Consequently, areas with LTE coverage holes present high number of customer complaints regarding frequent call drops, service gaps, or downgraded performance.

3 System model

3.1 Framework

The proposed method aims to automatically detect cells with bad performance due to coverage holes and diagnose them in order to determine the type of coverage hole and their severity. In particular, the framework proposed in this paper follows the scheme shown in Fig. 2.
  • Data collection: The cells are monitored by means of different metrics, such as configuration management (CM) parameters, performance management (PM) parameters, performance indicators (PI), and mobile traces. The first of these, CM, represents the current configuration of network elements (e.g., the maximum transmit power). PM counts the number of times a specific event o procedure has taken placed (e.g., the number of dropped calls). Regarding the PI, these metrics are calculated through the combination of several PM, obtaining statistical measurements at cell level (e.g., the call drop ratio). Finally, the mobile traces consist of the measurement and information reported by the UE along with the signaling messages interchanged between the network elements including the user equipment. In a network, the Operations Support System (OSS) is in charge of collecting all those metrics from the network elements (Fig.1).
    Fig. 2

    System model

  • Threshold estimation: To be able to identify whether or not an indicator of a cell is degraded, the normal performance of the cell should be characterized to determine the reference conditions. Then, for each metric a threshold is defined, so that the indicator is considered degraded if it is over that threshold. There are different methods to automatically design these thresholds from the historical dataset created from the metrics and indicators provided by the OSS of both LTE network and its uRAT (e.g., 3G) during a period of time.

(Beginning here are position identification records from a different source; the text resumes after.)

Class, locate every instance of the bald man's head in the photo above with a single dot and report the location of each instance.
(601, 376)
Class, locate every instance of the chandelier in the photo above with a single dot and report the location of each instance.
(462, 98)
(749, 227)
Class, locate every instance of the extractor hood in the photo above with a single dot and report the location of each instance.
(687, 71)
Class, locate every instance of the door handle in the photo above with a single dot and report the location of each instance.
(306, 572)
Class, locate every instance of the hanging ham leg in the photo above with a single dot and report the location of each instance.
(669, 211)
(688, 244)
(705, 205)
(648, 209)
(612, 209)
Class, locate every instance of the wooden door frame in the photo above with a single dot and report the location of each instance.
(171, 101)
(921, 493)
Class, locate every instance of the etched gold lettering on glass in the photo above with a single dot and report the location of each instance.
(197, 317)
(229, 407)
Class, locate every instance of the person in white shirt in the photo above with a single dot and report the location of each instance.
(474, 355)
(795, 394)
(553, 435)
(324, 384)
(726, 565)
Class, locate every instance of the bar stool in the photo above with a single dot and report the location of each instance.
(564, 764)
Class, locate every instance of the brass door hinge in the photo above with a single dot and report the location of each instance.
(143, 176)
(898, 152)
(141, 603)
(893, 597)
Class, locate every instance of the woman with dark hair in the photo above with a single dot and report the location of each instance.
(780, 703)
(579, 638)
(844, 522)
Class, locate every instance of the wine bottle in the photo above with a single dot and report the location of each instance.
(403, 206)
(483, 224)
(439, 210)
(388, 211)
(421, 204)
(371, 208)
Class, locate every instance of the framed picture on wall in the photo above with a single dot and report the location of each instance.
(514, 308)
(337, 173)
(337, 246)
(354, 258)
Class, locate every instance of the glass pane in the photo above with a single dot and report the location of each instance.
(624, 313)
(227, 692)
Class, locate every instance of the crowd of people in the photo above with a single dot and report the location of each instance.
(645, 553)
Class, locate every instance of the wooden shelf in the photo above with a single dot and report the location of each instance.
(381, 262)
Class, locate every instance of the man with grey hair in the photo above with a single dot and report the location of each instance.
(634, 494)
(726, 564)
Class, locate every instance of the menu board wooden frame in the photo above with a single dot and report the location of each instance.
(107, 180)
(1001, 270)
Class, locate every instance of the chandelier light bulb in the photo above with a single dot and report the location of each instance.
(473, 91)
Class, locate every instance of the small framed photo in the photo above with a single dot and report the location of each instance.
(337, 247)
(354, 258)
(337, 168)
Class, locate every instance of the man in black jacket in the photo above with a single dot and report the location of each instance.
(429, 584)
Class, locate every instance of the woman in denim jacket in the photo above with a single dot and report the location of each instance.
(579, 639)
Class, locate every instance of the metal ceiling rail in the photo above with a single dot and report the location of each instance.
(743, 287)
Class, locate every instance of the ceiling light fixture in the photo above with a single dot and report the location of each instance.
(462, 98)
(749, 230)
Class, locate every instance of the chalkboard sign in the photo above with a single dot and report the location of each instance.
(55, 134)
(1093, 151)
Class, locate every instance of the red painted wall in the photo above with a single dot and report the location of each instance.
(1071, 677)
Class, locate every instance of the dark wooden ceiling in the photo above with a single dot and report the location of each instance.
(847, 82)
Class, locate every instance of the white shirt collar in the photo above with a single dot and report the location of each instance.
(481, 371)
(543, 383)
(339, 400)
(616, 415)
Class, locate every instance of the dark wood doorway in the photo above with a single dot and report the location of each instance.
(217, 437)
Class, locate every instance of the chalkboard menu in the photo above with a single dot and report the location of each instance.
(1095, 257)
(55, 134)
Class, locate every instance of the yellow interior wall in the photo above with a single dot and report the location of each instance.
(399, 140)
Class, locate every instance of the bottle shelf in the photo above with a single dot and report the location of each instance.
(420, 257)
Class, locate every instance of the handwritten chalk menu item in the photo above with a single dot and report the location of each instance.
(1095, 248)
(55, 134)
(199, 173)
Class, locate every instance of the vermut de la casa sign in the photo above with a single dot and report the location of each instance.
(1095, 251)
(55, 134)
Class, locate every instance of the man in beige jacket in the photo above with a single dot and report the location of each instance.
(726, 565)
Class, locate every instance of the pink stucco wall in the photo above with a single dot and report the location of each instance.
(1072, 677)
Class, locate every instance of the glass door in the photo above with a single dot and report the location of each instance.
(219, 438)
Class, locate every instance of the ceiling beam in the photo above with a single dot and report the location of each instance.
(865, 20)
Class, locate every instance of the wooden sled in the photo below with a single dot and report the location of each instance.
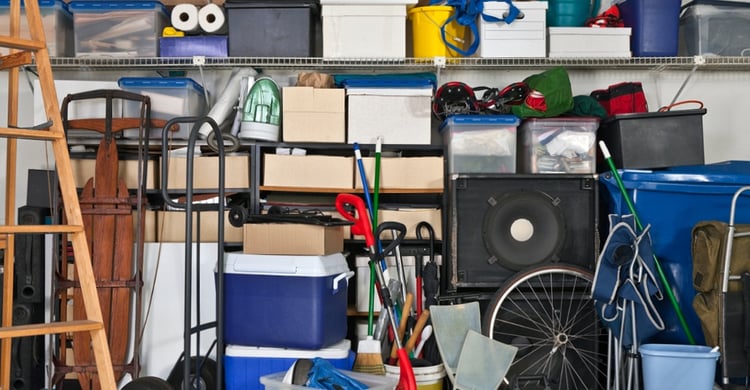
(107, 209)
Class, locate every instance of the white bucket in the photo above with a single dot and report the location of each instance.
(428, 378)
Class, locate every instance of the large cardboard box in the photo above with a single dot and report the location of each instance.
(292, 239)
(206, 172)
(308, 171)
(127, 170)
(170, 227)
(404, 173)
(313, 114)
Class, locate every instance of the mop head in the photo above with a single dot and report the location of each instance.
(369, 357)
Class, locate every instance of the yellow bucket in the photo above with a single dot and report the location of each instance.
(427, 40)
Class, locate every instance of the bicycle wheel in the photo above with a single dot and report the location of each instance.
(548, 313)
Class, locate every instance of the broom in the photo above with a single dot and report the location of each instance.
(369, 355)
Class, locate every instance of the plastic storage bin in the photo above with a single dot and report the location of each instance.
(57, 21)
(524, 37)
(245, 365)
(286, 28)
(373, 382)
(654, 139)
(118, 28)
(557, 145)
(170, 97)
(655, 26)
(715, 27)
(675, 366)
(285, 301)
(588, 42)
(364, 28)
(672, 201)
(427, 40)
(481, 143)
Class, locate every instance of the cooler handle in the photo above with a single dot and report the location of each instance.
(347, 275)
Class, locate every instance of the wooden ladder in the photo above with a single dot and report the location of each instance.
(24, 52)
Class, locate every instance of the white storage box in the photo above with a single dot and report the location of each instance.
(285, 301)
(57, 21)
(245, 365)
(481, 143)
(118, 28)
(399, 115)
(364, 28)
(526, 37)
(589, 42)
(171, 97)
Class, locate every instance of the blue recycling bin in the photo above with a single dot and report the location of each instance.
(672, 201)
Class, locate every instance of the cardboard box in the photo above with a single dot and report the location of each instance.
(313, 114)
(170, 227)
(403, 173)
(308, 171)
(206, 172)
(410, 217)
(127, 170)
(292, 239)
(400, 115)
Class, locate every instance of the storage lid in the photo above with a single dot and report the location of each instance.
(283, 265)
(340, 350)
(704, 178)
(108, 6)
(158, 82)
(474, 120)
(652, 115)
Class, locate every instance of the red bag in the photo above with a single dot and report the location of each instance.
(622, 98)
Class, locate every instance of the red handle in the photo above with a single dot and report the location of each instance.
(362, 225)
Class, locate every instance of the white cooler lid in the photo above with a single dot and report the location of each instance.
(285, 265)
(337, 351)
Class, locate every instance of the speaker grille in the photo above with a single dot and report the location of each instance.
(500, 224)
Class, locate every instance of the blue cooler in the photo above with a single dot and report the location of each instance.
(672, 201)
(243, 366)
(284, 301)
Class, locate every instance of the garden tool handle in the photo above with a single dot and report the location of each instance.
(362, 225)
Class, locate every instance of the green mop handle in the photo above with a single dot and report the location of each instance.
(631, 207)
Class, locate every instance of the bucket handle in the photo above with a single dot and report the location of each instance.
(338, 278)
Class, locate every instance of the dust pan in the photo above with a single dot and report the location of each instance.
(471, 360)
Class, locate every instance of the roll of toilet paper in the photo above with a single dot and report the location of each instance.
(184, 17)
(211, 19)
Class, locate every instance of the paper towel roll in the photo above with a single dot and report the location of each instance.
(212, 20)
(185, 17)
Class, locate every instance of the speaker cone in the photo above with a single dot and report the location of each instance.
(522, 229)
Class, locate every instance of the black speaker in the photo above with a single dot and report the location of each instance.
(500, 224)
(29, 257)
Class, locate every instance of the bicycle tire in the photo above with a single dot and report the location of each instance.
(547, 313)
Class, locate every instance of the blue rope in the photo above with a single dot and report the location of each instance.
(466, 14)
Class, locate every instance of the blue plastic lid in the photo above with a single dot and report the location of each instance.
(108, 6)
(728, 173)
(472, 119)
(158, 82)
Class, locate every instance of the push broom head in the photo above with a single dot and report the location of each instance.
(369, 357)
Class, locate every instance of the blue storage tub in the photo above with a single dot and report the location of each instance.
(672, 201)
(285, 301)
(243, 366)
(655, 24)
(675, 366)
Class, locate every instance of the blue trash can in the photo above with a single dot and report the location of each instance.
(672, 201)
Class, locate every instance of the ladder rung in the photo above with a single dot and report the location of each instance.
(21, 44)
(49, 328)
(15, 60)
(21, 229)
(30, 134)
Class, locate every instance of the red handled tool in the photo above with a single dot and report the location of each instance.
(363, 226)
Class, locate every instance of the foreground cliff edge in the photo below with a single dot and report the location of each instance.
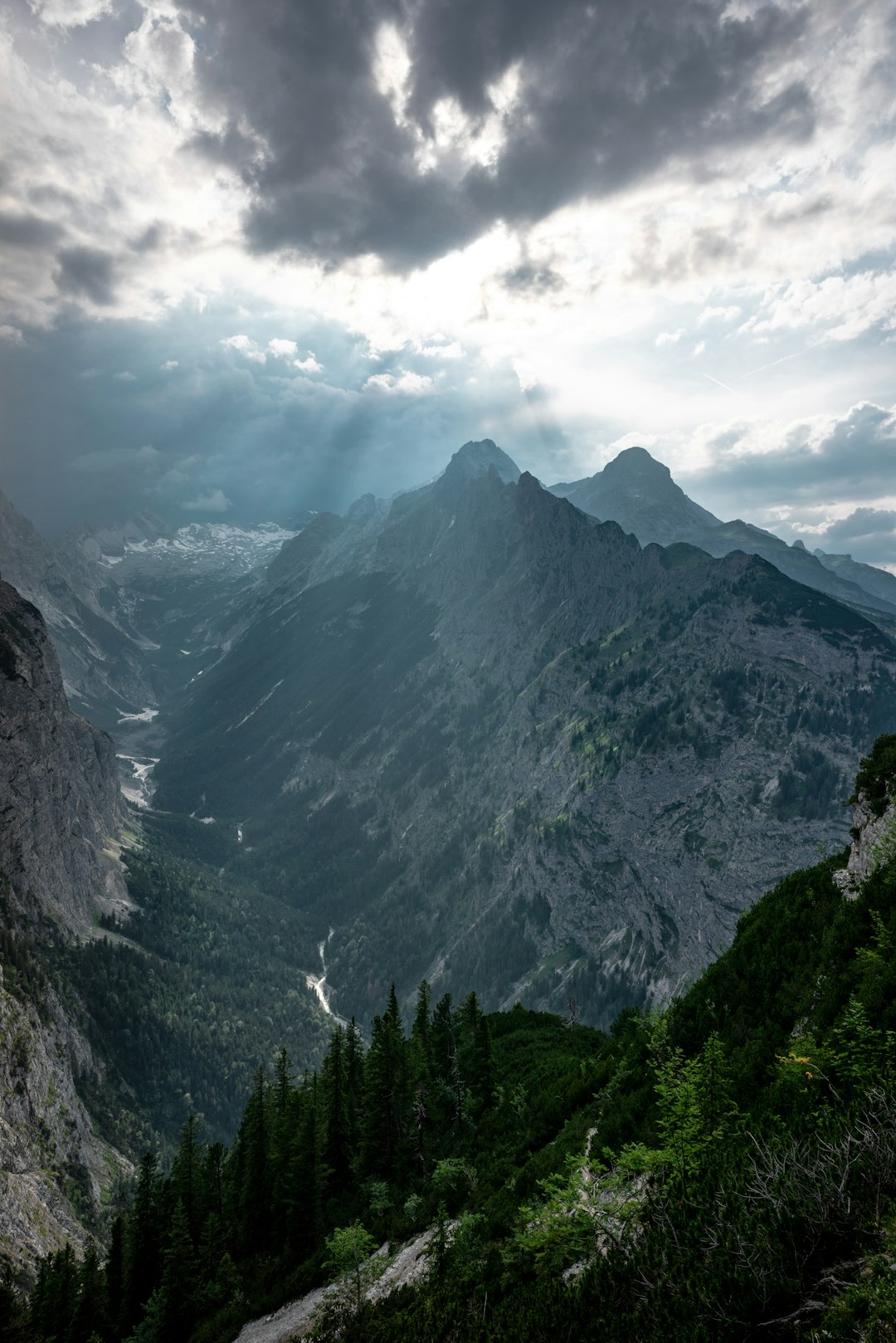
(61, 817)
(719, 1171)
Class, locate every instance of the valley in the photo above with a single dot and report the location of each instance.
(473, 735)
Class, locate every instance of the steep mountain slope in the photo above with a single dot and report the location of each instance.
(102, 656)
(494, 741)
(61, 814)
(58, 784)
(638, 493)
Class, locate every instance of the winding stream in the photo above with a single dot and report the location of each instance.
(319, 984)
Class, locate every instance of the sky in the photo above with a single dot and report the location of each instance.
(265, 256)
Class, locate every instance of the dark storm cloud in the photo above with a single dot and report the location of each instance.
(199, 419)
(868, 534)
(531, 278)
(610, 91)
(86, 273)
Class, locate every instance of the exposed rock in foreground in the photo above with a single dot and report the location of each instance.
(61, 808)
(60, 795)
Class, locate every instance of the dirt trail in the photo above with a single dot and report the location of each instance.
(296, 1318)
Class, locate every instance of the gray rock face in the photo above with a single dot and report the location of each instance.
(638, 493)
(104, 660)
(60, 812)
(47, 1142)
(874, 842)
(60, 795)
(563, 763)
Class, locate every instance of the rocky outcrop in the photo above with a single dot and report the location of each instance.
(562, 763)
(52, 1167)
(874, 842)
(60, 797)
(104, 660)
(60, 814)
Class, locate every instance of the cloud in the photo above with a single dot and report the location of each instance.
(214, 501)
(71, 13)
(246, 347)
(116, 460)
(86, 273)
(24, 230)
(469, 115)
(670, 337)
(820, 462)
(407, 382)
(284, 347)
(289, 349)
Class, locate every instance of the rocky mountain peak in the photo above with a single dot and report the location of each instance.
(476, 460)
(635, 464)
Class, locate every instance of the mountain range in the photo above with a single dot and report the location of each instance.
(490, 740)
(473, 734)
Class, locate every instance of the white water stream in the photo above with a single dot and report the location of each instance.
(319, 984)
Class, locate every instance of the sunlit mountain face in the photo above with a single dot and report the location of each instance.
(571, 230)
(448, 575)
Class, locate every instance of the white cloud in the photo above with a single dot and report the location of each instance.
(144, 458)
(214, 501)
(289, 349)
(71, 13)
(719, 315)
(246, 347)
(407, 382)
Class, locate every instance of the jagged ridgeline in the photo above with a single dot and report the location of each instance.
(494, 741)
(720, 1171)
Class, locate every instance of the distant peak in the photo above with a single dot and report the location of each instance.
(476, 460)
(635, 461)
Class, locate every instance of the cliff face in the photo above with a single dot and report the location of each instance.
(60, 810)
(104, 660)
(492, 741)
(60, 798)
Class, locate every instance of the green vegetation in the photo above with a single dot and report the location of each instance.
(718, 1171)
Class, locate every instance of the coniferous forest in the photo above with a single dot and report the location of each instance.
(723, 1170)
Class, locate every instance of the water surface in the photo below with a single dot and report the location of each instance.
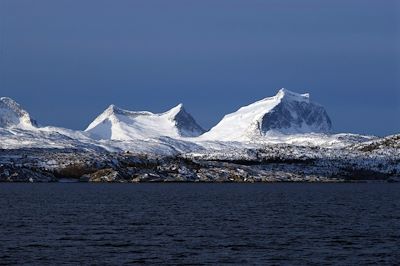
(117, 224)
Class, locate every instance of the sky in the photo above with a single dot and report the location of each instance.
(65, 61)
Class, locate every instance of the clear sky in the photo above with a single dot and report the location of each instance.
(66, 61)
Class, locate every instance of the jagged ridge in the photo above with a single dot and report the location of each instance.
(118, 124)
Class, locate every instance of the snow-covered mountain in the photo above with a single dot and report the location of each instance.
(12, 115)
(118, 124)
(286, 112)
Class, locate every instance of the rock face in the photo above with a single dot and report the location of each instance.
(286, 112)
(118, 124)
(12, 115)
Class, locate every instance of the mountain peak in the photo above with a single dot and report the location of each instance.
(13, 115)
(286, 112)
(116, 123)
(175, 110)
(287, 94)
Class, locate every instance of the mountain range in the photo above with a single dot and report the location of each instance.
(286, 137)
(286, 113)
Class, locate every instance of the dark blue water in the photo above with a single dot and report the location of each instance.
(269, 224)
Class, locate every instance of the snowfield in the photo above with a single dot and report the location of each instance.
(286, 137)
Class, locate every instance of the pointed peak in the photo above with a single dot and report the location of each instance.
(176, 110)
(12, 114)
(285, 93)
(6, 99)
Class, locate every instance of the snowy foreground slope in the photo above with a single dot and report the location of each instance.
(281, 138)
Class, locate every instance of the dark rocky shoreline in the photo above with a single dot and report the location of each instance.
(53, 165)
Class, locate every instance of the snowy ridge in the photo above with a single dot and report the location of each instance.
(118, 124)
(286, 112)
(12, 115)
(286, 118)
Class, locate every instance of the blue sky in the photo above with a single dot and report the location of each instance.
(66, 61)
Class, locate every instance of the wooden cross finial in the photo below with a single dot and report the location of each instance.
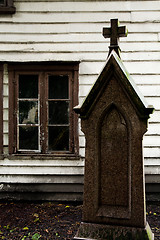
(114, 32)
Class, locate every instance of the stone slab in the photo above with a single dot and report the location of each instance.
(91, 231)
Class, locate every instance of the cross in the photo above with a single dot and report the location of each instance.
(114, 32)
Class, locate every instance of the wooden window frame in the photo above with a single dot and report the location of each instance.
(1, 109)
(7, 7)
(43, 69)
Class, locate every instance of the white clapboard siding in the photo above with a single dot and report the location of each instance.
(72, 31)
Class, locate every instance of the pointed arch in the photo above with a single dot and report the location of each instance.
(113, 151)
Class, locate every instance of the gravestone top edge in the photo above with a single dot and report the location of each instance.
(114, 66)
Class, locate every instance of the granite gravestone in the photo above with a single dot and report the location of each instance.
(114, 119)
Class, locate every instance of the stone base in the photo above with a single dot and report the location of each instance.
(90, 231)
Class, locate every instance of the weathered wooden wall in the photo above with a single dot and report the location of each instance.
(72, 31)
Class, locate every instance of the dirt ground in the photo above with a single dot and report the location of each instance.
(51, 221)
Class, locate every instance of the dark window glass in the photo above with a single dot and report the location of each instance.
(58, 112)
(28, 86)
(59, 138)
(28, 138)
(28, 112)
(58, 87)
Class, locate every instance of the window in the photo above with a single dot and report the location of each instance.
(42, 98)
(6, 6)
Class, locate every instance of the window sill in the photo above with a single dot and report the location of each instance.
(7, 10)
(43, 156)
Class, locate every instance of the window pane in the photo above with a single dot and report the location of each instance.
(58, 87)
(28, 112)
(28, 86)
(58, 138)
(58, 112)
(28, 138)
(2, 2)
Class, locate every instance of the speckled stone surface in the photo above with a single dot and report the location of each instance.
(114, 120)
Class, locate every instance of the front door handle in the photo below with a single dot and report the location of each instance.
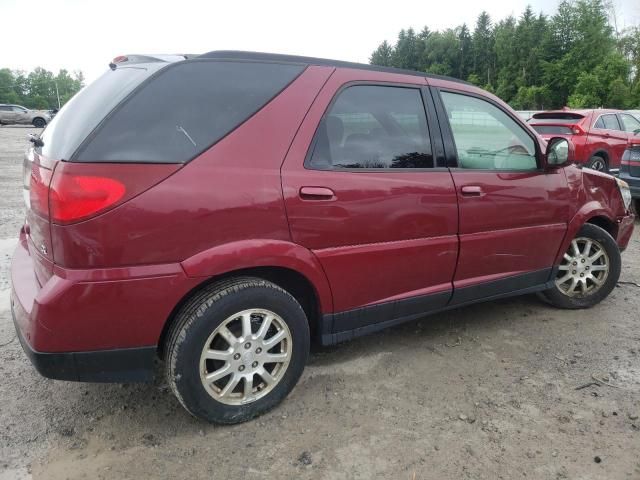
(472, 191)
(317, 193)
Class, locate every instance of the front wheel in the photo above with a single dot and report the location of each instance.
(588, 272)
(236, 350)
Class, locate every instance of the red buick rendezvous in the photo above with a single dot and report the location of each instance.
(222, 211)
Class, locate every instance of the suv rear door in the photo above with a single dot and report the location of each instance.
(513, 214)
(365, 191)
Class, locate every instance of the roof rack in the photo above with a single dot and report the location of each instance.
(276, 57)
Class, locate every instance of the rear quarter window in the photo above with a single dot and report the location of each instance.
(184, 110)
(552, 129)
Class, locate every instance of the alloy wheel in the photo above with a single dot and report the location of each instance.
(246, 357)
(584, 268)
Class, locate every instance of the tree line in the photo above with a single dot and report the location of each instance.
(37, 89)
(576, 57)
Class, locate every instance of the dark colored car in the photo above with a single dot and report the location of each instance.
(220, 212)
(600, 137)
(630, 170)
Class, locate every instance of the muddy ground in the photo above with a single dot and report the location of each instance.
(493, 391)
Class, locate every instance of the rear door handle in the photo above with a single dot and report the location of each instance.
(317, 193)
(472, 191)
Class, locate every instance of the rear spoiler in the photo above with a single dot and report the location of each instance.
(136, 58)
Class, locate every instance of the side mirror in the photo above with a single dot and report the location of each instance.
(559, 152)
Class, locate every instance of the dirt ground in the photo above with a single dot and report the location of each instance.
(493, 391)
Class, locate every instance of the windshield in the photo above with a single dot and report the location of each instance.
(80, 115)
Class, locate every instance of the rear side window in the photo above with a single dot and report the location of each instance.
(610, 122)
(552, 129)
(373, 127)
(184, 110)
(631, 124)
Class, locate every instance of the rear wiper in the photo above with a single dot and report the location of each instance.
(35, 139)
(180, 129)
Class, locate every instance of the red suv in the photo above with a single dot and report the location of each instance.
(222, 211)
(600, 137)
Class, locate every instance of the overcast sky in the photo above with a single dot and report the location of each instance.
(86, 34)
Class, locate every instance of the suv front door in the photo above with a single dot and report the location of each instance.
(513, 214)
(364, 192)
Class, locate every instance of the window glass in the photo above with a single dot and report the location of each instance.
(185, 109)
(371, 126)
(610, 122)
(553, 129)
(486, 137)
(631, 124)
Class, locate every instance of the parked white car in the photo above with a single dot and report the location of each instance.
(19, 115)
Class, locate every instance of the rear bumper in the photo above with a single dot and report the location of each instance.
(625, 229)
(93, 325)
(120, 365)
(634, 183)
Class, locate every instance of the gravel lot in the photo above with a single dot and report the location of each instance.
(486, 392)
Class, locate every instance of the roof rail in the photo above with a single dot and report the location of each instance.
(276, 57)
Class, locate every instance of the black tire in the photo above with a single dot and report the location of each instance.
(556, 297)
(597, 163)
(200, 317)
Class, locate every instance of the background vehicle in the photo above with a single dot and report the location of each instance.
(599, 137)
(270, 200)
(18, 115)
(630, 170)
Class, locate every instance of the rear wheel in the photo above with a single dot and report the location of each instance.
(236, 350)
(588, 272)
(597, 163)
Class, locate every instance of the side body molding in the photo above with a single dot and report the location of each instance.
(245, 254)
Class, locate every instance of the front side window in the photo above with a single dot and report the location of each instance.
(486, 137)
(630, 123)
(610, 122)
(373, 127)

In particular, those historical datasets are composed of the specific values of each indicator for each cell, but without including any label or information about the status of the cell or the degree of deterioration. As a result, the thresholds need to be estimated through unsupervised methods since the data is unlabeled. In this paper, for simplicity, the percentile-based discretization (PBD) method [21] will be used hereafter. This unsupervised method is based on the assumption that in a mature network only a low percentage, X %, of the data has anomalous values. Then, for each indicator, the thresholds are fixed at the Xth percentile of the values in the dataset. Note that these thresholds are estimated from the real values gathered from the network (Fig.2), which allows operators to particularize the method for each network, for each cell and even for different period of time (week day/weekend, busy hour,...).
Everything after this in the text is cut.